# Kelly Criterion In Practice Part 2

In part two of this series, we dive into more tests and conclusions of the evaluation of the Kelly Criterion for portfolio management.

As a continuation to Kelly Criterion in Practice Part 1 we dive into more tests and conclusion of the evaluation of the Kelly Criterion for portfolio management.

**Trial #2.** The performance improvement of the portfolio made me wonder how a group of investments with similar Expected Returns (all 20%) but different payoff structures would look (see below).

Here we see that neither the Uncorrelated or Correlated portfolio includes Investment #3 because it is severely impacted by its 90% chance of complete loss even though its expected return is 20% like the others. Investment #1 is favored by a wide margin because it has the lowest probability adjusted chance for loss of 15% (50% loss * 30% probability) versus 32% for Investment #2 (40% loss * 80% probability) versus 90% for Investment #3 (100% loss * 90% probability). In this case, the Kelly bet did a very good job of constructing the portfolio. This makes sense because the problem with the Kelly Formula for portfolio management is that it looks at each bet individually. We allowed the Kelly Formula to work individually by making all of the investments have the same Expected Return of 20%.

One of the most interesting outcomes of the second portfolio trial is that the CAGR of the Correlated Portfolio is 8.0%. That is lower than the 9% attained we could get from just betting the Kelly Bet of 80% in Investment #1 and holding the other 20% in cash. In this case, the best result is not a portfolio. I believe this is an important caveat in portfolio construction and should make cash an option for any portfolio. So instead of 3 Investments, you would always have 4 because cash may be a better option in certain circumstances.

**Lessons Learned.** So what have we learned from this analysis:

-Kelly bet size alone is not sufficient to determine position size

-Expected Return alone is not sufficient to determine position size

-Investment correlation has a large bearing on position size

-Probability Adjusted Chance for Loss has a large bearing on position size (Probability * Potential Loss)

-Cash is a legitimate option even if it has a 0% expected return

**Ultimate Solution.** The ultimate solution requires incorporation of research's scenarios analysis, correlation amongst assets, and picking the array of position sizes that maximizes long-term geometric expected return. The first step is to forecast thousands of arrays of returns for each investment based on its probability weighted scenario analysis resulting from your analyst's research. Next, choose the one set of arrays from the thousands generated which most closely matches the correlation statistics for each asset and the portfolio. Finally, use the best set of arrays to interpolate the bet size for each investment that maximizes portfolio return (if someone knows of a closed-form way of producing the array of position sizes please let me know).

Problems with the Ultimate Solution.

-Forecasting payout streams that have inter-correlation is very difficult. They could be calculated with historical correlations but that would suggest that future correlations will be the same as the past. The firm could forecast correlations but that is complicated and may be too much to ask from an operational perspective.
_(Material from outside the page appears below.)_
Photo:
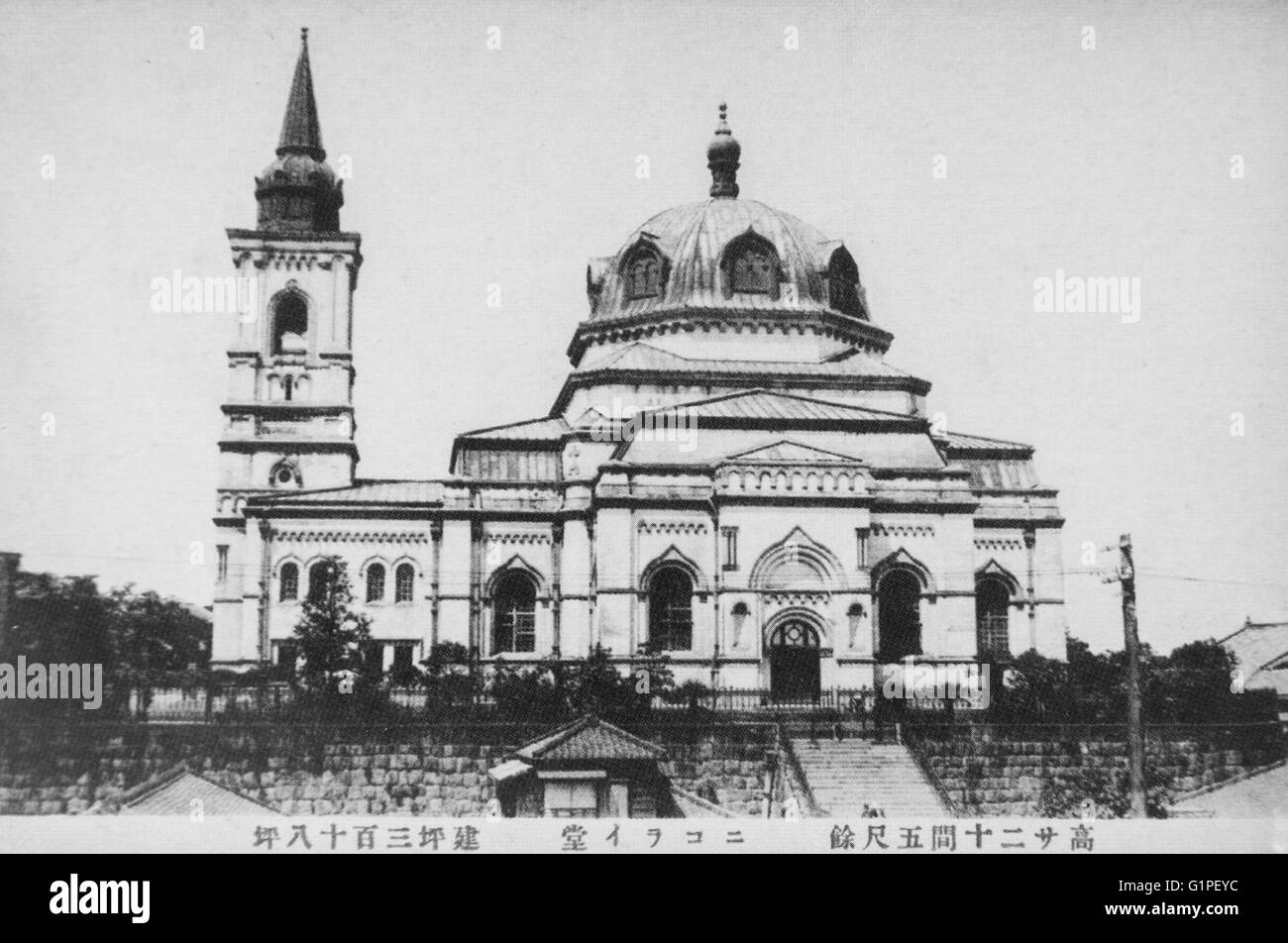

-The arrays are constructed at random which causes them to change with each iteration. This could cause unnerving degrees of variance in optimal position sizes depending on the randomized set of arrays. For instance, you could see that the optimal position size for IBM is 4.3% one minute, have nothing change, and the optimal position size move to 4.6% because the random array being selected has changed. My guess is the arrays would have to be stabilized until the addition of a new asset or research is updated. There is some work being performed by Sam Savage to standardize arrays.

-An optimization function is required to incorporate time horizon, liquidity, gross and net exposure, sector exposure, analysis confidence, etc. Certainly not an insurmountable hurdle, but could pose pitfalls.

**Conclusion.** Alpha Theory has tackled the problem in a straightforward way that accomplishes much of the task of position sizing described above. As we showed in Trial #1, Expected Return is a good predictor of position size in situations where there is variance in Expected Return. The predictive power is greatly enhanced by adjusting for the probability-weighted chance for loss (loss * probability of loss) which Alpha Theory does. The result is position sizing that is close to optimal position sizing (non-correlated). Lastly, because Alpha Theory is a linear function, it gives stable results and can scale position size to control for minimum and maximum position size, return parameters, liquidity, market correlation, time horizon, sector exposure, portfolio exposure, etc. Alpha Theory represents the best solution by providing most of the benefits of the complex ideal while still maintaining practicality for everyday use. At a bare minimum, it is light-years ahead of what most money managers are doing today!